Today, we’re going to work with the mpg
data from the ggplot2
package. Remember that we can load data by assigning it to an object.
Once ggplot2
has been opened with the library()
function as above,
we can assign it to an object in our environment:
auto <- mpg
Now try loading the starwars
data from the dplyr
package and
assigning it to a new object in your global environment. Name your new
object theForce
(using camelCase):
theForce <- starwars
Remember that you can click on an object in the Enviornment
tab to
view it. You can also use the str()
function to explore its
contents:
str(auto)
## Classes 'tbl_df', 'tbl' and 'data.frame': 234 obs. of 11 variables:
## $ manufacturer: chr "audi" "audi" "audi" "audi" ...
## $ model : chr "a4" "a4" "a4" "a4" ...
## $ displ : num 1.8 1.8 2 2 2.8 2.8 3.1 1.8 1.8 2 ...
## $ year : int 1999 1999 2008 2008 1999 1999 2008 1999 1999 2008 ...
## $ cyl : int 4 4 4 4 6 6 6 4 4 4 ...
## $ trans : chr "auto(l5)" "manual(m5)" "manual(m6)" "auto(av)" ...
## $ drv : chr "f" "f" "f" "f" ...
## $ cty : int 18 21 20 21 16 18 18 18 16 20 ...
## $ hwy : int 29 29 31 30 26 26 27 26 25 28 ...
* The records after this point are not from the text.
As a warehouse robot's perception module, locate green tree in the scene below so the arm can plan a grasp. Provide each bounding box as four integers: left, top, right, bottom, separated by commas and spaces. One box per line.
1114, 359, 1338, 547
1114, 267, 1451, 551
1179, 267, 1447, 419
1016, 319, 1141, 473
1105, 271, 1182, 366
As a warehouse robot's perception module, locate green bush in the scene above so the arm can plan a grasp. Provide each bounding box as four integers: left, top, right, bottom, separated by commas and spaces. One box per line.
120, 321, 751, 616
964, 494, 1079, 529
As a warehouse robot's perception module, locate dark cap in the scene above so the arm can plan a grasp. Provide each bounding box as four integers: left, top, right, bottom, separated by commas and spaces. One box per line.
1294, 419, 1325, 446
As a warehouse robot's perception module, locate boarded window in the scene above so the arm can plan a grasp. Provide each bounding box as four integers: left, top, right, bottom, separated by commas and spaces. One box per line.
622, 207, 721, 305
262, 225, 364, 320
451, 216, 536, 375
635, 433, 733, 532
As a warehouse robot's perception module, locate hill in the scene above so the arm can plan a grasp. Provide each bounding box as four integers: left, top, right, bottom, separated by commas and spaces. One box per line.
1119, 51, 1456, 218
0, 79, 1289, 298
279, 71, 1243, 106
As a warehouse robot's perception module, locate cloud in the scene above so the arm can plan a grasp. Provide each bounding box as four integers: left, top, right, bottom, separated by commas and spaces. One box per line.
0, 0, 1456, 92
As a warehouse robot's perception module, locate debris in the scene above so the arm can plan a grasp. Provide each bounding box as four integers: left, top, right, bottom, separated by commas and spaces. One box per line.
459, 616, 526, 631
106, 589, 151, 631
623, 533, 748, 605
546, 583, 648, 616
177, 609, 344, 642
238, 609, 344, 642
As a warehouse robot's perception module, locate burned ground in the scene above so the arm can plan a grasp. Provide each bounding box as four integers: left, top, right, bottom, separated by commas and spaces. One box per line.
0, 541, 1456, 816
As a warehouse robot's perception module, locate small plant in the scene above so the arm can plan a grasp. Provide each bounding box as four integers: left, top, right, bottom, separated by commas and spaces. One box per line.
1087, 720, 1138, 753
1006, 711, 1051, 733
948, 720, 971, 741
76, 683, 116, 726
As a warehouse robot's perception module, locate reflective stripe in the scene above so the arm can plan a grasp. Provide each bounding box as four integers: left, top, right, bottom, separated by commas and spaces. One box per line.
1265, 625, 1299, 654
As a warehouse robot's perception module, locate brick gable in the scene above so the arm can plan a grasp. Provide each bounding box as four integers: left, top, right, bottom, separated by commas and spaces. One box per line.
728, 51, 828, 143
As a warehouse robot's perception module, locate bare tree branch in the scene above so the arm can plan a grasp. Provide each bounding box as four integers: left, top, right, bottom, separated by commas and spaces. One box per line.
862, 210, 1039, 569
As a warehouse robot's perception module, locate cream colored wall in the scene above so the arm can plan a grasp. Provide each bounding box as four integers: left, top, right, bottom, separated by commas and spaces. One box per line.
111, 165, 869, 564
## $ fl : chr "p" "p" "p" "p" ...
## $ class : chr "compact" "compact" "compact" "compact" ...
Now try using the str()
function to explore the data stored in
theForce
:
str(theForce)
## Classes 'tbl_df', 'tbl' and 'data.frame': 87 obs. of 13 variables:
## $ name : chr "Luke Skywalker" "C-3PO" "R2-D2" "Darth Vader" ...
## $ height : int 172 167 96 202 150 178 165 97 183 182 ...
## $ mass : num 77 75 32 136 49 120 75 32 84 77 ...
## $ hair_color: chr "blond" NA NA "none" ...
## $ skin_color: chr "fair" "gold" "white, blue" "white" ...
## $ eye_color : chr "blue" "yellow" "red" "yellow" ...
## $ birth_year: num 19 112 33 41.9 19 52 47 NA 24 57 ...
## $ gender : chr "male" NA NA "male" ...
## $ homeworld : chr "Tatooine" "Tatooine" "Naboo" "Tatooine" ...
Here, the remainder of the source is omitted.